How many MPs will sign up to the Geek Manifesto?
I did not name David Tredinnick in my recent book 'How to be an MP' but he is the inspiration for one of the career choices for a backbencher.
"Witch Doctor
Providing wildly alternative medical advice is a courageous or foolhardy role for those insensitive to gasps of incredulity and eyes rolled towards the ceiling. One MP has offered a litany of weird remedies. They include homeopathic borax to protect animals from foot and mouth and the ‘laying on of hands’ to cure cancer. He is also an impassioned advocate of dowsing, kinesiology and crystal therapy – on the fragile scientific basis that ‘crystals create a radio signal ... so they are likely to contribute to health and well- being’. His latest enthusiasm is iridology. He explains that this is a ‘newer science involving looking into eyes to discover medical problems’. In the past he has advocated the use of flowers to cure fatal illnesses. The same Member repaid £755 that he had spent on astrology software, even though IPSA remarkably told him he did not have to. But they did decline to pay a £125 bill for a seminar on honouring ‘the male and female essence’. He adds to the rich variety of parliamentary eccentricity.

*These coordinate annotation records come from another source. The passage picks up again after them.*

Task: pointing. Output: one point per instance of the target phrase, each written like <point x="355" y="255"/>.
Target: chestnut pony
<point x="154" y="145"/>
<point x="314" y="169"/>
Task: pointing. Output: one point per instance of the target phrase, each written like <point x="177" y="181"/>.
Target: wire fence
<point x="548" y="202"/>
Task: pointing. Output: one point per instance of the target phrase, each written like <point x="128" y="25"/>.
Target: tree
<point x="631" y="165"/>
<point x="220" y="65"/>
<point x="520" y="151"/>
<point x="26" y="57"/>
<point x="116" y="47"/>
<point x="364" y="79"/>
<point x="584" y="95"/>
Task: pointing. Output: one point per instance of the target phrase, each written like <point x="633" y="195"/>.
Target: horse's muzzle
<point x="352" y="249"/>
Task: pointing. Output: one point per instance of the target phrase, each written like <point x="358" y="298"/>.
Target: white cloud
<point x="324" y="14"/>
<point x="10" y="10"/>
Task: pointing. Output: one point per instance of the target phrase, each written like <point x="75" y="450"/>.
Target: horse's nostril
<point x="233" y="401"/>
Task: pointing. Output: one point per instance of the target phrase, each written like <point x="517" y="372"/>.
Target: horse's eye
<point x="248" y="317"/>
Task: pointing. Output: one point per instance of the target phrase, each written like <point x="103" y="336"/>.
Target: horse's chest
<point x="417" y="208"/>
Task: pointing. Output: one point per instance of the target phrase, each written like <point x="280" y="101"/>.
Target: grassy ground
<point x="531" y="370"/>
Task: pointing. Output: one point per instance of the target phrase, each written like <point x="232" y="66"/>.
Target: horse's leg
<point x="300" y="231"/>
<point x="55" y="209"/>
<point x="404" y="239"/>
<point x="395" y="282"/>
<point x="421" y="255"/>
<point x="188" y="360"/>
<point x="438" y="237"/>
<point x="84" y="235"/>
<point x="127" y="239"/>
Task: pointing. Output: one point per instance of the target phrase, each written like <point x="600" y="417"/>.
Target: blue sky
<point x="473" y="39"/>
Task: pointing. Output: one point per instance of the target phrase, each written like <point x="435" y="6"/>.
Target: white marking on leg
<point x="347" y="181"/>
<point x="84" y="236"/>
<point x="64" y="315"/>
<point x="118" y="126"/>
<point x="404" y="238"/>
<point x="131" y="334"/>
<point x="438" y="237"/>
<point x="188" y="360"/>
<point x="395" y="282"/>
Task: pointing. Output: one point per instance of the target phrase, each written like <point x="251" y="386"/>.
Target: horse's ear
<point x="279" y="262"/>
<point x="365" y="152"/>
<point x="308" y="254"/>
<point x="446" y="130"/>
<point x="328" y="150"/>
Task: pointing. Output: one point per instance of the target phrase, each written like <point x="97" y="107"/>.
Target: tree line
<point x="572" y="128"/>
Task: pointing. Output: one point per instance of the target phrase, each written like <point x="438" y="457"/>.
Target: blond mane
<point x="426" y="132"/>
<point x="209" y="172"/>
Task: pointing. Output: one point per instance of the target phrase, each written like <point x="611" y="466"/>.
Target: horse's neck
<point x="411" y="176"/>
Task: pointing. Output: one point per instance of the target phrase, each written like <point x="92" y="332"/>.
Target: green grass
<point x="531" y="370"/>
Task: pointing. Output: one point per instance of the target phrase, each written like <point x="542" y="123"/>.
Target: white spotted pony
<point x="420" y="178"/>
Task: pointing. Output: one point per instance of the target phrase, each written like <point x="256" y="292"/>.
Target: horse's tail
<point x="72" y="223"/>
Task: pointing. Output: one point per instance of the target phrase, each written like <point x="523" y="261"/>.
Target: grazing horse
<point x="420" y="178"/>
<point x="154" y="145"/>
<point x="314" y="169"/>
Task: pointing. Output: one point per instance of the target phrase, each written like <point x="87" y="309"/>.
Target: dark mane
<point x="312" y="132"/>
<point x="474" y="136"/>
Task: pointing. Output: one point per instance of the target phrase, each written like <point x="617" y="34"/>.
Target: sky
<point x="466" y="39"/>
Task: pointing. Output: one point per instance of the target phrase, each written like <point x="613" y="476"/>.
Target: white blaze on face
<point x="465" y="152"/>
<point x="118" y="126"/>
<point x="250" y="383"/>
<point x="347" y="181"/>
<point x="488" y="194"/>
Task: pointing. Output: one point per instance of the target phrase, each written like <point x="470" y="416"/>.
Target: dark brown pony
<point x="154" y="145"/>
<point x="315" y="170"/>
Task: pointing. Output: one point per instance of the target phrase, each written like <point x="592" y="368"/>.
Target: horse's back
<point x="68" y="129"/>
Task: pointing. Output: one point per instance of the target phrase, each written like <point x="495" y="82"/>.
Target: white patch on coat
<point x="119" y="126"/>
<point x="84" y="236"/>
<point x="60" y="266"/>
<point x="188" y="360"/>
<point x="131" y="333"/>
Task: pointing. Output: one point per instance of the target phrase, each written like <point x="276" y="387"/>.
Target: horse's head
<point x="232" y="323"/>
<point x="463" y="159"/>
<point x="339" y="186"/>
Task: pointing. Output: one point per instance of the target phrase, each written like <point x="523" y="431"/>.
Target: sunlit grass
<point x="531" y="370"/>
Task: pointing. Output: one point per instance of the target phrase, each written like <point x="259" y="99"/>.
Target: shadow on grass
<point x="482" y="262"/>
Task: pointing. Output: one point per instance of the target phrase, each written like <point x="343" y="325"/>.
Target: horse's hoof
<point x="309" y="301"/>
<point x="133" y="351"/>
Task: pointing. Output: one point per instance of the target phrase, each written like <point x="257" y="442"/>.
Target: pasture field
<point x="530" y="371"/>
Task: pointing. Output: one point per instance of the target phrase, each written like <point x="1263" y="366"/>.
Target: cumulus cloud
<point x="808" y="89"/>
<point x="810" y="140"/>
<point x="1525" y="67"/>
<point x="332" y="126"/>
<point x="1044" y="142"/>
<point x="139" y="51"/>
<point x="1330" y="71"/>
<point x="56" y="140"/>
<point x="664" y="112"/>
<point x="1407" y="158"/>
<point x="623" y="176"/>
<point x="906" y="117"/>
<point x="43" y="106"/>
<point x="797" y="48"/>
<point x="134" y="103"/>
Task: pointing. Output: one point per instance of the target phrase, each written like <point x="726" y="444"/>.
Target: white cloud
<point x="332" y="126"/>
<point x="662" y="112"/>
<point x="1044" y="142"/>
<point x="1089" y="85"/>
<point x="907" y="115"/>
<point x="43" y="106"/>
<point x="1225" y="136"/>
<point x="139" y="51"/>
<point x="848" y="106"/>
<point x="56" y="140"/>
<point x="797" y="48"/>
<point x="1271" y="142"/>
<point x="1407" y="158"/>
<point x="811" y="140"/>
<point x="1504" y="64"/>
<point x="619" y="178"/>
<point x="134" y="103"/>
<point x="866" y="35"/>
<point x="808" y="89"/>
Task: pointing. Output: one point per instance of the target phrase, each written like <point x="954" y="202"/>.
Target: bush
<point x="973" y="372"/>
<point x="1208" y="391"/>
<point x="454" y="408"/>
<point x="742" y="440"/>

My political opponent at the last General Election worked for David Tredinnick. He claimed expertise in health problems. I never mentioned David's support for the wildest extremes of mad medicine. There was no need. No medicine could have won Newport West for the Tories.
Mark Henderson has collected a string of examples of parliament behaving badly. The punishment of Doctor Nutt for the offence of being caught in possession of an intelligent idea was a hideous low. Drugs prohibition policy since 1971 has done great harm. I have had 25 years pushing for rational policies against the united stupidity of all major parties. One day sense will prevail over pressure and prejudice.
Mark quotes the cool authoritative logic of the Cochrane Collaboration. Shame he missed out of their exposure of the confidence trick on the H!N1 Pandemic-that-never -was. The Cochrane Collaboration was a great help to me in preparing a Council of Europe report that revealed the triumph of bad science and the waste of £billions on medicines that were never necessary or used.
Henderson is accurate is denouncing the processes that undermine belief in GM and nuclear power. He misses the Government's chicanery in dodging the vital objection to nuclear power which is cost. Still no assessment of the unaffordable price of new nuclear even though old nuclear nerve delivered on time or on budget.
The litany of the names of intelligent MPs who back homeopathy is breathtaking and daunting. They must be lacking in any mature concept of scientific principles. Shamelessly they sign EDMs backing fantasy cures. I must have a word with one or two of them. Or better still persuade them to read the Geek manifesto.